Probability Processors For Accelerating Statistical Inference And Learning
Probability Processors are a new class of silicon architectures being developed by Analog Devices Lyric Labs, specifically for accelerating statistical inference and machine learning applications. Our initial silicon implementations have demonstrated orders of magnitude energy and performance wins over conventional processors for solving a range of probabilistic graphical models.
In order to make it easier for a wide range of developers and researchers to create machine learning applications in their domains of interest, over the past ten years we have created a growing Bayesian tool stack that includes open source probabilistic modeling languages and specialized "compilers." We are working with the probabilistic programming community grow and enhance the range of applications that we can compile to efficient hardware architectures.
There are a wide range of applications for probability processors. We will show one or two, and hope that we will have the opportunity to discuss more with the audience.

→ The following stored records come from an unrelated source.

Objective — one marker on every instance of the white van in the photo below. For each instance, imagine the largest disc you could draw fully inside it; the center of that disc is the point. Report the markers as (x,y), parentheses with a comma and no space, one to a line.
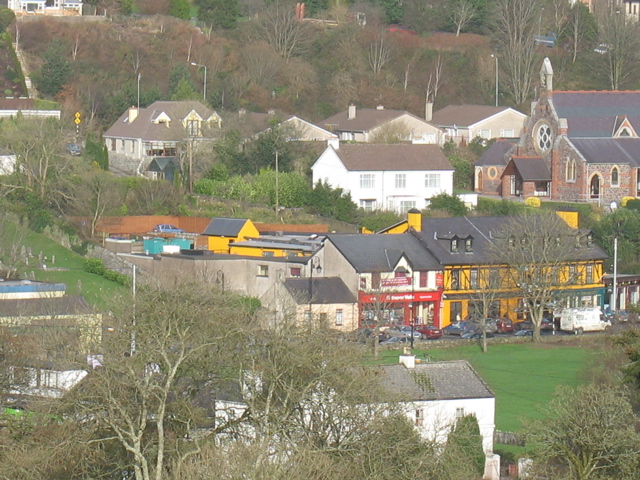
(586,319)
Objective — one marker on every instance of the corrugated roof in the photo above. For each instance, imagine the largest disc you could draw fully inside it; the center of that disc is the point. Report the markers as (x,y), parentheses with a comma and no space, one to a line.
(381,253)
(143,126)
(434,381)
(320,290)
(392,157)
(532,169)
(609,150)
(67,305)
(225,227)
(496,154)
(594,114)
(465,115)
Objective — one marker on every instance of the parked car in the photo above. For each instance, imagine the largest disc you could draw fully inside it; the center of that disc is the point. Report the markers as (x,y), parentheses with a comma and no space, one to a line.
(167,228)
(396,339)
(475,335)
(74,149)
(458,328)
(504,325)
(429,331)
(546,325)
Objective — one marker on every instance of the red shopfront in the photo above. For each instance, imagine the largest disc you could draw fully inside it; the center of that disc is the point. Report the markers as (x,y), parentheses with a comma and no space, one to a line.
(400,308)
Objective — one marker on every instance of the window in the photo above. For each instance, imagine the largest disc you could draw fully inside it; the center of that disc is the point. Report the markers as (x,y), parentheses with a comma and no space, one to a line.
(468,245)
(432,180)
(570,172)
(193,128)
(589,271)
(419,417)
(455,279)
(473,278)
(367,180)
(368,205)
(406,205)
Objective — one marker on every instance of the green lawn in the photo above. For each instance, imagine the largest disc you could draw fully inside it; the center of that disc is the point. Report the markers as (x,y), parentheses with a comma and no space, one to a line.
(96,289)
(522,376)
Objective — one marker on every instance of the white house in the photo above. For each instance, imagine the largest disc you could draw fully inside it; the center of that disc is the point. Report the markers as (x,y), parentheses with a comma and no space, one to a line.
(436,394)
(379,125)
(395,177)
(163,129)
(46,7)
(463,123)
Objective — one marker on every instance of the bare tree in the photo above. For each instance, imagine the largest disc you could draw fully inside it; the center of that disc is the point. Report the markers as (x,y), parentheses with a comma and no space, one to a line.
(462,12)
(620,40)
(515,22)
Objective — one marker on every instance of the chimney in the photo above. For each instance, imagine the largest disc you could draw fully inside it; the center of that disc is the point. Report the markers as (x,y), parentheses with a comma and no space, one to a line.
(407,359)
(352,112)
(133,114)
(414,219)
(428,111)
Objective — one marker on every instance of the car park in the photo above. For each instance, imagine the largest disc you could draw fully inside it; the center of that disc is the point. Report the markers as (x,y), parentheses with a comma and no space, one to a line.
(167,228)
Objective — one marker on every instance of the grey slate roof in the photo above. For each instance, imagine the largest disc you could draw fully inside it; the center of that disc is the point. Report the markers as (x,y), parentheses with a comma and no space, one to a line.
(434,381)
(320,290)
(464,115)
(437,233)
(381,253)
(496,154)
(225,227)
(144,127)
(366,119)
(386,157)
(67,305)
(594,114)
(532,169)
(609,150)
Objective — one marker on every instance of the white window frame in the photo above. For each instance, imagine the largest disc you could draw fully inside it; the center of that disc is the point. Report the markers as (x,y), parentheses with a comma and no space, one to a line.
(432,180)
(367,180)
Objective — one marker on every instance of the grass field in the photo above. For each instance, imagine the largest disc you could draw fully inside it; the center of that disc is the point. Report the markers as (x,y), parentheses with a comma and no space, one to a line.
(522,376)
(96,289)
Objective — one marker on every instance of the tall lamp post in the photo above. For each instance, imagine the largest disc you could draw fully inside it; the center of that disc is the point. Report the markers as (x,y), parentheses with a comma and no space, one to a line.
(204,88)
(314,265)
(493,55)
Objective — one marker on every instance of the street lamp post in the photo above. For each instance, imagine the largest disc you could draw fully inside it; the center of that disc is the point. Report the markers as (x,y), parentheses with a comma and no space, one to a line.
(496,57)
(204,88)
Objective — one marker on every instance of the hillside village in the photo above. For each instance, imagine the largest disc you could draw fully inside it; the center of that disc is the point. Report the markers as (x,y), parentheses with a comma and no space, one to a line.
(246,239)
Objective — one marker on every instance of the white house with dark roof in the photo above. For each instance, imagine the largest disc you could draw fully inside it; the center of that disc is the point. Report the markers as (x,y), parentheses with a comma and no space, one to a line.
(436,394)
(463,123)
(382,125)
(163,129)
(395,177)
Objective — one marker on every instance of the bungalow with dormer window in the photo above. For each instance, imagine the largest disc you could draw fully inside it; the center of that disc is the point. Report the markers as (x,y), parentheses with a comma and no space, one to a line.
(163,129)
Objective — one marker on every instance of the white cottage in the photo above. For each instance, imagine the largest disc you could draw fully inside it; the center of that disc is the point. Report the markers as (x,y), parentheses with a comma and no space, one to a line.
(395,177)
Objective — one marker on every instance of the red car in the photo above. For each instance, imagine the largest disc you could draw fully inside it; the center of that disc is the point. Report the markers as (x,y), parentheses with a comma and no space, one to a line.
(429,331)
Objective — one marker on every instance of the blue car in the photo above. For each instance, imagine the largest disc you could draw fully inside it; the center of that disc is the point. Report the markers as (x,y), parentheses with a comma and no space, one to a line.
(167,228)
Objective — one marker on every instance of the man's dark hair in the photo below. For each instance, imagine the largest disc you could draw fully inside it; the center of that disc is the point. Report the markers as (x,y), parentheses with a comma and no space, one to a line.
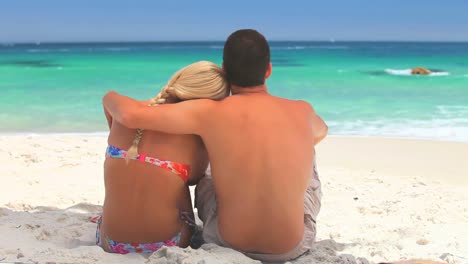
(246,58)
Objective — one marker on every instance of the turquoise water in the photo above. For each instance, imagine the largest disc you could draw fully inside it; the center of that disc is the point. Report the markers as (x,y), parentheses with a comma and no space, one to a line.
(359,88)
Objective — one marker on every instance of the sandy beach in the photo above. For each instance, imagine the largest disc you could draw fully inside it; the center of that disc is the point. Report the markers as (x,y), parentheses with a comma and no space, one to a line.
(384,200)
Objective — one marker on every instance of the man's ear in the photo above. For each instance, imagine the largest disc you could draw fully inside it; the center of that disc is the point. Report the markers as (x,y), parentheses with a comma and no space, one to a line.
(269,69)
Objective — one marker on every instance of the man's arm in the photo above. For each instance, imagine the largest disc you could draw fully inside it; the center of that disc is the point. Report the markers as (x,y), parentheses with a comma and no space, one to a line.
(319,128)
(108,117)
(188,117)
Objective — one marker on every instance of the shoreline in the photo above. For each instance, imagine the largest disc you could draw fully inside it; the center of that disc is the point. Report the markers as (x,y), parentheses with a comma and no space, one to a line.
(105,134)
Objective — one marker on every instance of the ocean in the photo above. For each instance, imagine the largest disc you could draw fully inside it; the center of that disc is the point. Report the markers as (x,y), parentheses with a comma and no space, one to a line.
(358,88)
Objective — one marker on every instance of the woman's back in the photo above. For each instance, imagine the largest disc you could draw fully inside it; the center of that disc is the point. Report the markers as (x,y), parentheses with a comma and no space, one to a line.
(143,201)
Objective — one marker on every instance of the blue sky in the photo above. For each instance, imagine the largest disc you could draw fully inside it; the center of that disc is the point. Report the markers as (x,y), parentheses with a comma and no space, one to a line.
(157,20)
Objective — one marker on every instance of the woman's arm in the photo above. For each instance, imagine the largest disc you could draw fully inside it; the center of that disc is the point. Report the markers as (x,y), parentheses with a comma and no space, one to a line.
(188,117)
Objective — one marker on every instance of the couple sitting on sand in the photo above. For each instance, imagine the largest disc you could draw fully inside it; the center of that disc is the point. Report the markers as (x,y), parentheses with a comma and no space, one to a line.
(263,194)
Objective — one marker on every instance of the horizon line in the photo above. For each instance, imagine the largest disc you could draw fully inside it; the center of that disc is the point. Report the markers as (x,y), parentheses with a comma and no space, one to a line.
(2,42)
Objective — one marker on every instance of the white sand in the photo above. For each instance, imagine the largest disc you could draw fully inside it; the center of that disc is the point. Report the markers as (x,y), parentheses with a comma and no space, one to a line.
(384,199)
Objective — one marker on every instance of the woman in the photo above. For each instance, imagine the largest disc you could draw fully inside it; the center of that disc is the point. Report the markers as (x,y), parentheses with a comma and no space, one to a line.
(147,203)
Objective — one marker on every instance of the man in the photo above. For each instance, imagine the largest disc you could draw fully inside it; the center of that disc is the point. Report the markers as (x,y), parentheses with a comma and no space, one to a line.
(266,194)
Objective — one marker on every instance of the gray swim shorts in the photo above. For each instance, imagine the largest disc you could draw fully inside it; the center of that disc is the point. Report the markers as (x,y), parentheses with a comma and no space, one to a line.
(206,204)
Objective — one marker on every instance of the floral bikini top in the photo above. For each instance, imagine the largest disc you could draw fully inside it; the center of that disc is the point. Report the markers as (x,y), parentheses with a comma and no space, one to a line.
(179,169)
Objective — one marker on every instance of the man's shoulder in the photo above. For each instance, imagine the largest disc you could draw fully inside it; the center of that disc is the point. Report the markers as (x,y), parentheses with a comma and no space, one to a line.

About Ben Vigoda and Lyric Labs, Analog Devices Inc. :
The Analog Devices corporate research labs, located in Kendall Square, grew from the acquisition by Analog Devices of Lyric Semiconductor, a startup company that Ben Vigoda co-founded to focus on the business and science of implementing statistical machine learning and semantic signal processing natively in semiconductor circuits. As CEO, Vigoda raised over $25M in venture capital funding and government research contracts while also contributing to the company's technology development. Lyric was selected as one of the 50 Most Innovative Companies by Technology Review in 2010. The company's work on probability processors has been featured in the Wall Street Journal, New York Times, Wired Magazine and Scientific American and was #1 on slashdot for one exciting day.

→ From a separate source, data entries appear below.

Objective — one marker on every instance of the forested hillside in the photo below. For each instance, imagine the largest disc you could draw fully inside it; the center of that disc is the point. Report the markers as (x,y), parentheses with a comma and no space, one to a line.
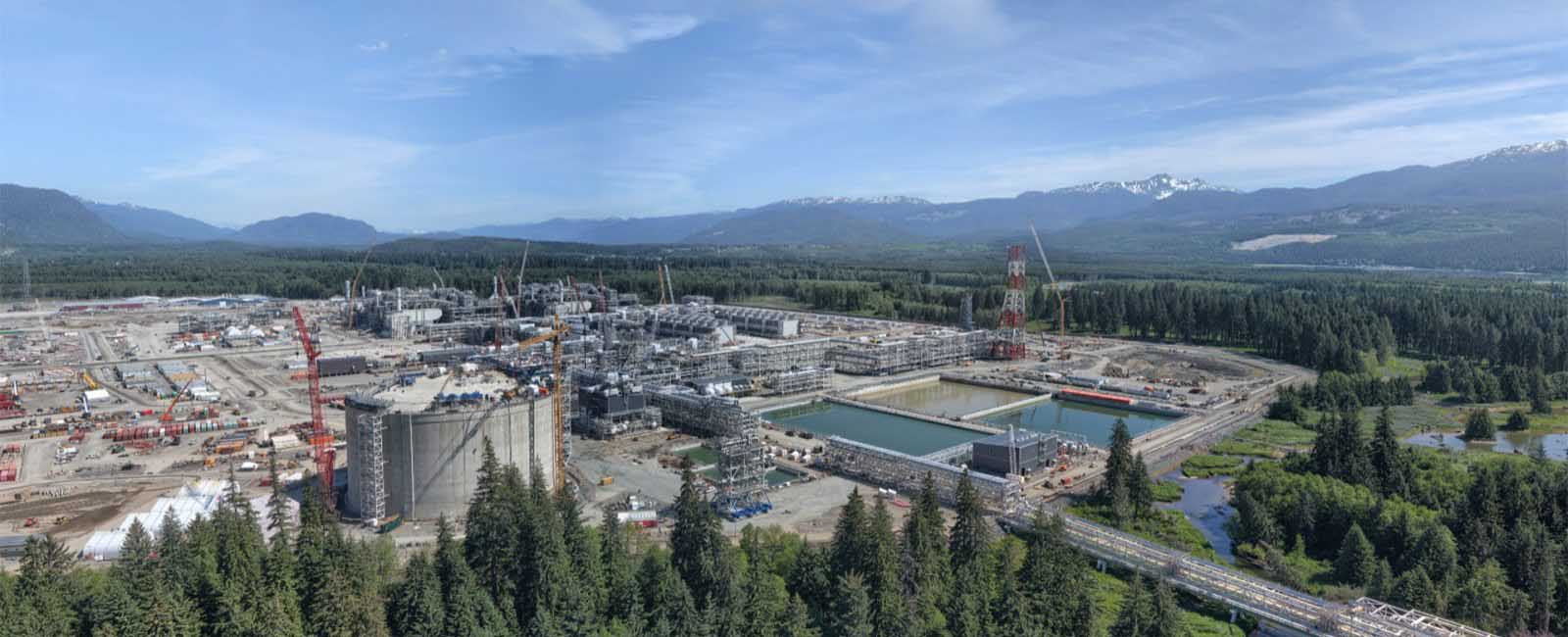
(529,565)
(1319,320)
(41,216)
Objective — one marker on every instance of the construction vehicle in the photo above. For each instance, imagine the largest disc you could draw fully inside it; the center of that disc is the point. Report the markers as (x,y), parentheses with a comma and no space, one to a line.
(169,413)
(320,438)
(1062,302)
(554,336)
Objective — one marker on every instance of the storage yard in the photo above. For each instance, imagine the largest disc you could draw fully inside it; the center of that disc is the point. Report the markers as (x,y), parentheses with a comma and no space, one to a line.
(109,409)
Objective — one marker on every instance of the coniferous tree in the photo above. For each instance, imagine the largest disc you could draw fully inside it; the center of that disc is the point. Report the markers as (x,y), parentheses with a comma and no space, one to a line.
(971,532)
(1479,425)
(1117,488)
(1137,612)
(1253,522)
(491,530)
(890,608)
(1356,562)
(623,603)
(1392,466)
(695,540)
(925,574)
(1142,488)
(851,546)
(1054,581)
(466,608)
(281,603)
(1167,618)
(587,573)
(1439,558)
(1382,584)
(1486,600)
(767,605)
(1539,393)
(416,606)
(852,611)
(1415,590)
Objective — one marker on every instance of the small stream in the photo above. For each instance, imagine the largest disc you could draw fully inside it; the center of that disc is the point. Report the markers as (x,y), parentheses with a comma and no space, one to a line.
(1556,444)
(1206,506)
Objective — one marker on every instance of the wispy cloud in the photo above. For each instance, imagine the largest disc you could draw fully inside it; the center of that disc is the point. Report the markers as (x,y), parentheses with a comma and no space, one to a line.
(494,41)
(1296,149)
(217,162)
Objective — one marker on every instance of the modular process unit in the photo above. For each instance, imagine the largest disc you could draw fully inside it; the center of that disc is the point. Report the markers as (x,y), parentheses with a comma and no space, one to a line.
(431,440)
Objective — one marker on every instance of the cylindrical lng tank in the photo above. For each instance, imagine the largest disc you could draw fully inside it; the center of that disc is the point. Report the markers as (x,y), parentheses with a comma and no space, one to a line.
(431,452)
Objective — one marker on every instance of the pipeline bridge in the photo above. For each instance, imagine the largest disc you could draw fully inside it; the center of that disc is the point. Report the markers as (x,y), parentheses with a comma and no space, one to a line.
(1283,609)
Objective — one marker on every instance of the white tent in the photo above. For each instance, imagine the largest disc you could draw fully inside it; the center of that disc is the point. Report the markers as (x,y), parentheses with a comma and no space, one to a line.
(196,499)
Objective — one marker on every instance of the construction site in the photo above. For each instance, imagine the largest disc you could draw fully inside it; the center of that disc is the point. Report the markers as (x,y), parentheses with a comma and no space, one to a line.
(383,402)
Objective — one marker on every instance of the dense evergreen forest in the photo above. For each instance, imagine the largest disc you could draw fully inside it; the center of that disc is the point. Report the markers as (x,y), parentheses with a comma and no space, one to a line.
(1474,537)
(1313,318)
(529,565)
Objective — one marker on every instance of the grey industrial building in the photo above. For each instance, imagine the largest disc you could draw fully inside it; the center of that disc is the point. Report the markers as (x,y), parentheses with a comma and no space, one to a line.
(611,405)
(416,451)
(1013,452)
(342,366)
(760,322)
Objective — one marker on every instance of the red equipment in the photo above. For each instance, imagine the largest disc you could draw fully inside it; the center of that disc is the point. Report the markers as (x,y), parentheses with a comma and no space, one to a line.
(320,438)
(1010,334)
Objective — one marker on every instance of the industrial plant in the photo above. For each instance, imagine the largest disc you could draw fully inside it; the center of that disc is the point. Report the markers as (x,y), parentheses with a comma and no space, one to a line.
(384,402)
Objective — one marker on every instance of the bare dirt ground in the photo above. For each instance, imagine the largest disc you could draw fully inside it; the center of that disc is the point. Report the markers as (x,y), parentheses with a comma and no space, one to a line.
(1180,365)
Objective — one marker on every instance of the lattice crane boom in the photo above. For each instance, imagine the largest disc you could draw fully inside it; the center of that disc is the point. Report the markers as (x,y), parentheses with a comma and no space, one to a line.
(1062,302)
(169,413)
(320,438)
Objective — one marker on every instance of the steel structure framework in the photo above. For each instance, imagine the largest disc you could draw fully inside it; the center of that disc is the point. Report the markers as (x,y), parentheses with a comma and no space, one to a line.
(742,460)
(906,355)
(904,471)
(372,467)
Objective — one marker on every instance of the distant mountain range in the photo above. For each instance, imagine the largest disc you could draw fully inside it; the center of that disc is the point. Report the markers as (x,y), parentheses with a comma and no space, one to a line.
(156,224)
(41,216)
(1517,193)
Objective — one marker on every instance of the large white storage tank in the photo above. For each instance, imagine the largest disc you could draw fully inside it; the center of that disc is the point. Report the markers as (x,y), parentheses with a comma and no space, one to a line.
(431,444)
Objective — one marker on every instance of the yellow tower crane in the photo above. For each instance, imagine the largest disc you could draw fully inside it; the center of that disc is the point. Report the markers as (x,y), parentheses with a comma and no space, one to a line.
(556,334)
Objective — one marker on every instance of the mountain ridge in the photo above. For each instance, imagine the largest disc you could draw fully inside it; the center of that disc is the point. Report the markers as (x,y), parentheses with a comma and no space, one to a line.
(1496,182)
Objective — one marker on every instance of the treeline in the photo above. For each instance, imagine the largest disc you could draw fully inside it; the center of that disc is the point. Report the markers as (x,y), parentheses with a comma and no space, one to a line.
(1337,391)
(1479,383)
(529,565)
(1476,540)
(1325,322)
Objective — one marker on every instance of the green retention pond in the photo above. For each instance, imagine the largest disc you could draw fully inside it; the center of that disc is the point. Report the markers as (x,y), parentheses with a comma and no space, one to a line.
(872,427)
(943,397)
(1089,420)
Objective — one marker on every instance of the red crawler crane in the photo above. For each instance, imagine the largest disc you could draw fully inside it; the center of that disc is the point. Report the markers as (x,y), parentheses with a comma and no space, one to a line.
(1010,334)
(320,438)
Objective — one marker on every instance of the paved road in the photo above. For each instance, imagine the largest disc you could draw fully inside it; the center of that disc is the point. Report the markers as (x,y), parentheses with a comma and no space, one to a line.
(1283,608)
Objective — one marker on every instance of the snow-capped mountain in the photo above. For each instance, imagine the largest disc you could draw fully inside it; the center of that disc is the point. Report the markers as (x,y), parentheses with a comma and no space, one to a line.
(1523,151)
(885,200)
(1159,187)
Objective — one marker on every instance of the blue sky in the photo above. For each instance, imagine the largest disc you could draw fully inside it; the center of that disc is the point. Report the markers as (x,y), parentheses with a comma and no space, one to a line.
(444,115)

Vigoda developed the technical foundations for Lyric during his PhD work with Prof. Neil Gershenfeld at the Center for Bits and Atoms in the MIT Media Lab, and subsequently while a Research Scientist at Mitsubishi Research Labs. While a PhD student, he learned a lot about how to create a startup as part of the process of winning the MIT 50k Entrepreneurship Competition and Harvard New Venture Competition. He earned his undergraduate degree in physics from Swarthmore College and has worked at the Santa Fe Institute on alternative models of computation and at Hewlett Packard Labs, where he helped transfer academic research projects to product divisions, including a toner level sensor that made its way into every HP Laserjet printer. He has also worked on some other interesting projects, including programming the automated design of DNA-based nano-tile structures, building a virtual juggling system that toured for years with the Flying Karamazov Brothers, and co-founding Design That Matters, a not-for-profit that collaborates with universities and volunteer engineers to design new products and services for the poor in developing countries.